Mantente informado con las últimas noticias de actualidad.
Treinta y dos de 35 alumnos cayeron por una trampa que no podían ver.
Jason Gibson, profesor de Historia en la Universidad Estatal de Alcorn, detectó el uso de inteligencia artificial en un examen parcial con un recurso tan simple como eficaz. Ocultó en el enunciado una instrucción con texto blanco sobre fondo blanco, invisible para un estudiante que leyera la pantalla, pero legible para un chatbot.
El examen delató a quienes no leyeron, sino que pegaron
Aquella orden clandestina obligaba a la herramienta a insertar frases absurdas sobre Madagascar en respuestas dedicadas a la Revolución Industrial dentro de un foro de discusión. El resultado fue casi cómico, aunque las notas no tuvieron nada de eso.
Entre los trabajos aparecieron frases como “Una bicicleta morada de Madagascar susurra al techo” o “Madagascar flota de lado durante la tarde”. Bastó ese desajuste para que el examen dejara de ser una discusión histórica y se convirtiera en una prueba involuntaria sobre quién había escrito realmente.
Solo tres estudiantes aprobaron esa parte de la prueba.

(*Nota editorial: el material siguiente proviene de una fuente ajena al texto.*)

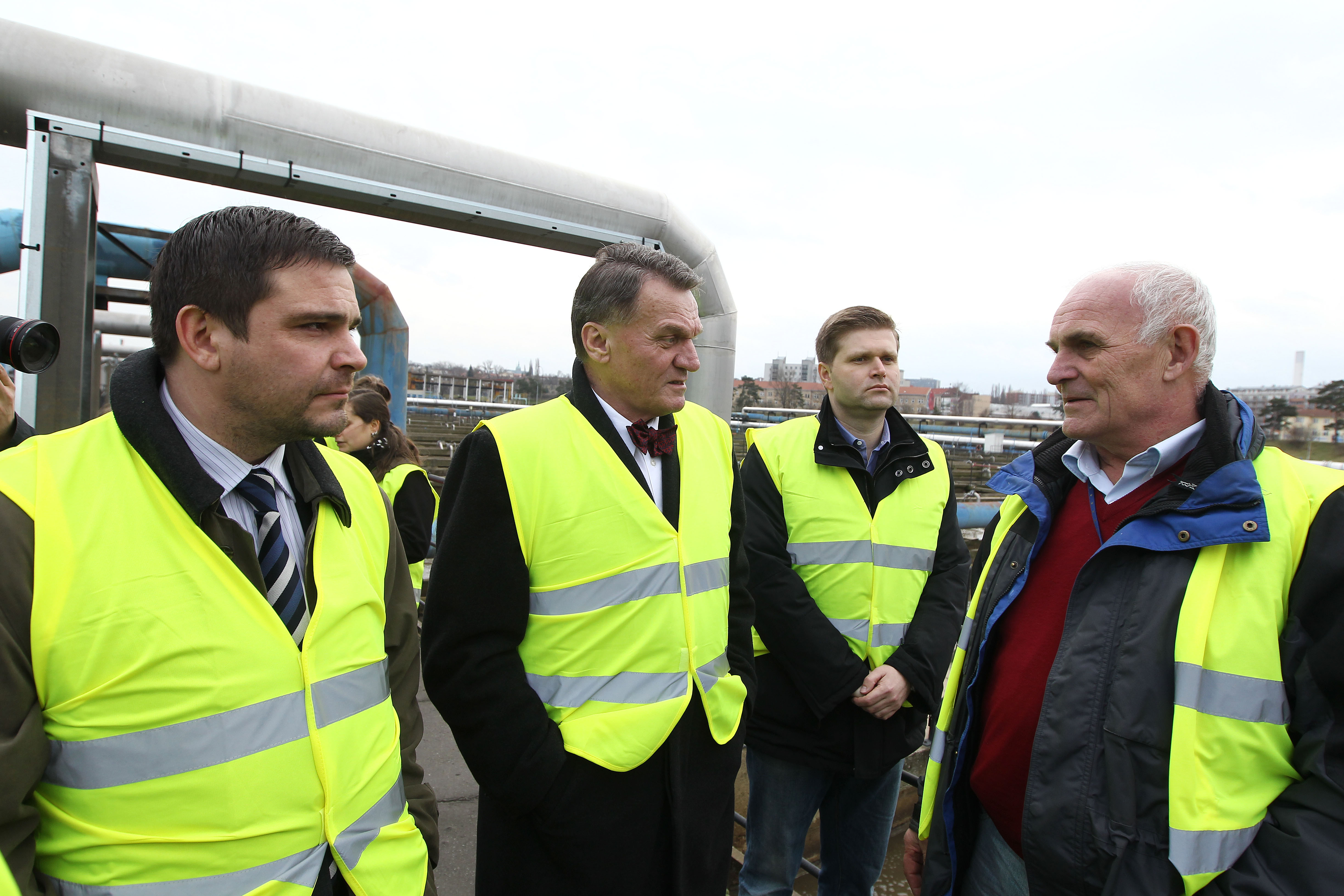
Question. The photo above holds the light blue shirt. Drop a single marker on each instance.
(1082, 461)
(228, 469)
(870, 459)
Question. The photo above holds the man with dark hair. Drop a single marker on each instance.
(230, 706)
(859, 575)
(588, 631)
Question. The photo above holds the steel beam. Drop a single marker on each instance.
(57, 277)
(152, 116)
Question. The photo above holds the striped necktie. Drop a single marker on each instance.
(280, 573)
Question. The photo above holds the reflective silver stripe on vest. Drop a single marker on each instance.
(624, 687)
(967, 628)
(300, 868)
(885, 555)
(353, 841)
(713, 671)
(940, 743)
(1202, 852)
(889, 635)
(706, 575)
(857, 629)
(897, 558)
(213, 741)
(623, 587)
(185, 746)
(351, 692)
(830, 553)
(1222, 694)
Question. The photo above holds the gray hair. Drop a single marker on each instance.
(608, 292)
(1172, 297)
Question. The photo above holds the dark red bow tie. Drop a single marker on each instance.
(653, 443)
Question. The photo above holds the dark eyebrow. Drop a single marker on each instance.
(322, 318)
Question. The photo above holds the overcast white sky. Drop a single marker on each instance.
(957, 166)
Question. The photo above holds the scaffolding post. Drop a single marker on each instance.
(57, 276)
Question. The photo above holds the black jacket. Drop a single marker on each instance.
(804, 711)
(19, 430)
(1096, 816)
(476, 614)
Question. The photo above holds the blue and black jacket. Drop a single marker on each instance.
(1094, 819)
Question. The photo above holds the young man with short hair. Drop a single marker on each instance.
(859, 577)
(209, 659)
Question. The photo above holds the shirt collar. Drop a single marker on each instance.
(220, 464)
(1081, 460)
(857, 443)
(617, 418)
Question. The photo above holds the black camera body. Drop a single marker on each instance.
(29, 346)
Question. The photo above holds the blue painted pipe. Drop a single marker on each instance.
(976, 515)
(385, 338)
(113, 261)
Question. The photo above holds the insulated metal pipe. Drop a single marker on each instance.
(248, 138)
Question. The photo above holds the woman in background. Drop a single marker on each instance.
(394, 461)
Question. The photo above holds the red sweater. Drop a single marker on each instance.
(1025, 647)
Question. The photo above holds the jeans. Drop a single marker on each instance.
(995, 868)
(855, 827)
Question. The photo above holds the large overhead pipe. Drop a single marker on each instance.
(155, 116)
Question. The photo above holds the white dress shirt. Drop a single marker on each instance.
(228, 469)
(1082, 461)
(650, 467)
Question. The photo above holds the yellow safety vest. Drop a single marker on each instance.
(627, 613)
(194, 745)
(1230, 753)
(865, 572)
(393, 484)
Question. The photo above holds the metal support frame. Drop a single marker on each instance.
(57, 277)
(290, 181)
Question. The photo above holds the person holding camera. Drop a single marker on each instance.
(209, 656)
(393, 459)
(13, 428)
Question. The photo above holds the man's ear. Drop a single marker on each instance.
(1185, 348)
(597, 342)
(198, 335)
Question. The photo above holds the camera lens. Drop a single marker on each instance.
(29, 347)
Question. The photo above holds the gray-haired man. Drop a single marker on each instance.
(1146, 698)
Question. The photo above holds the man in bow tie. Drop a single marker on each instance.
(588, 629)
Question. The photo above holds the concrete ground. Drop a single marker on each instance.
(458, 793)
(458, 807)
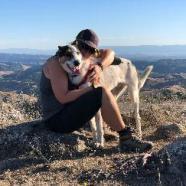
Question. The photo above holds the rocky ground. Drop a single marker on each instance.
(32, 155)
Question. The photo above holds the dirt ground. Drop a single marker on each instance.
(32, 155)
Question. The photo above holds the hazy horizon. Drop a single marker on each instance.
(46, 24)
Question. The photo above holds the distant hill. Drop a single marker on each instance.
(143, 51)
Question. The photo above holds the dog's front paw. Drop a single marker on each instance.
(99, 145)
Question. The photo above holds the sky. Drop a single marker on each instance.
(45, 24)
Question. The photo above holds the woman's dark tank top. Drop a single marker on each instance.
(49, 104)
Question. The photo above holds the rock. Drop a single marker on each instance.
(168, 131)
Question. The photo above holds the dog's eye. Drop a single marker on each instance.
(69, 54)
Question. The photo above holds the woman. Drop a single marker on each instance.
(66, 109)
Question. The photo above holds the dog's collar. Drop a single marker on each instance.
(84, 79)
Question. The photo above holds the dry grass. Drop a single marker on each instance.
(32, 155)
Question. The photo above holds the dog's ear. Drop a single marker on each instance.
(62, 50)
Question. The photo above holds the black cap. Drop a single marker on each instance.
(88, 37)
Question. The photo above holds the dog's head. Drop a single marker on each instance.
(70, 58)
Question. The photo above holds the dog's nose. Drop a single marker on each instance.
(76, 62)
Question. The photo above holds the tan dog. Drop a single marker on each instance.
(124, 73)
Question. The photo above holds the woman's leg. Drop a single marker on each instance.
(110, 111)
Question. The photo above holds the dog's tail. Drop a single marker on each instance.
(144, 76)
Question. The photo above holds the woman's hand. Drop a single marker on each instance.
(95, 72)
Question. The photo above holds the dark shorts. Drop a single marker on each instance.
(77, 113)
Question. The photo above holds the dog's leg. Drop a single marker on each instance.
(134, 93)
(100, 131)
(94, 129)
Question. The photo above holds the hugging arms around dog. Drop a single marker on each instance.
(78, 106)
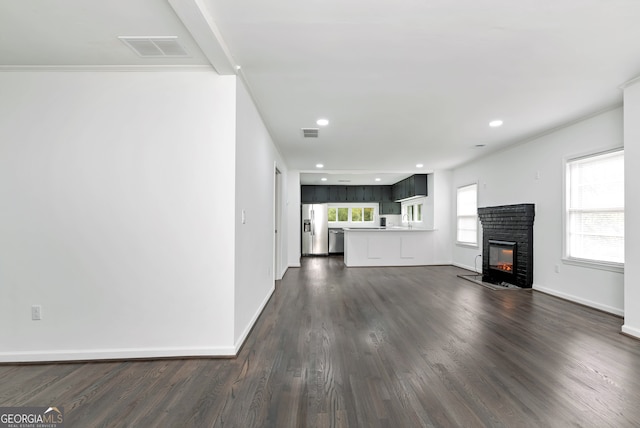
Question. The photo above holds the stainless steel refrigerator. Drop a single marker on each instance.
(315, 230)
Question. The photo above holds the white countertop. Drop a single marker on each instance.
(385, 229)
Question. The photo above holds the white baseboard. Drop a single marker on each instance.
(460, 265)
(249, 326)
(631, 331)
(113, 354)
(572, 298)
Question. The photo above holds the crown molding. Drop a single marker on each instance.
(110, 68)
(628, 83)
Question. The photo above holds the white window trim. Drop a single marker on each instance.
(350, 206)
(461, 243)
(575, 261)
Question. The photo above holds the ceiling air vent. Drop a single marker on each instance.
(310, 132)
(155, 47)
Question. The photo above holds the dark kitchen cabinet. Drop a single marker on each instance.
(390, 208)
(314, 194)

Gibson explicó las notas sin ocultar el método
Después, el docente envió un comunicado con una captura del texto oculto para justificar las calificaciones y abrir la puerta a posibles apelaciones. Apenas dos estudiantes pidieron revisar su nota, una cifra pequeña para un grupo en el que 32 de 35 entregas levantaban la misma sospecha.
"No me produce ninguna satisfacción ver fracasar a los estudiantes. No es mi intención que fracasen". - Jason Gibson, profesor de Historia de la Universidad Estatal de Alcorn
La escena retrata un cambio más amplio en las aulas de Estados Unidos y de muchos otros lugares. Cuando un profesor necesita esconder instrucciones para tender una trampa a un chatbot, el examen ya no mide solo conocimientos, también mide la relación del alumno con una herramienta que responde en segundos y se equivoca con una seguridad desconcertante.
Las universidades ya cambian la forma de preguntar
Por eso muchos centros educativos están retocando sus métodos de evaluación. Crecen los exámenes escritos a mano, las pruebas presenciales, las evaluaciones orales y la obligación de declarar cuándo se ha usado inteligencia artificial, una discusión que también aparece en otros casos universitarios recientes.
No es una vuelta romántica al bolígrafo, sino un ajuste defensivo. También asoman soluciones más técnicas, como medidas para bloquear la IA en exámenes, aunque aquí el detalle decisivo fue mucho más rudimentario que cualquier detector.
La pista decisiva no fue un software de vigilancia, sino una frase sobre Madagascar colada en un examen de historia. A veces basta una línea invisible para descubrir que la respuesta más fluida de la clase no salió de la cabeza del alumno.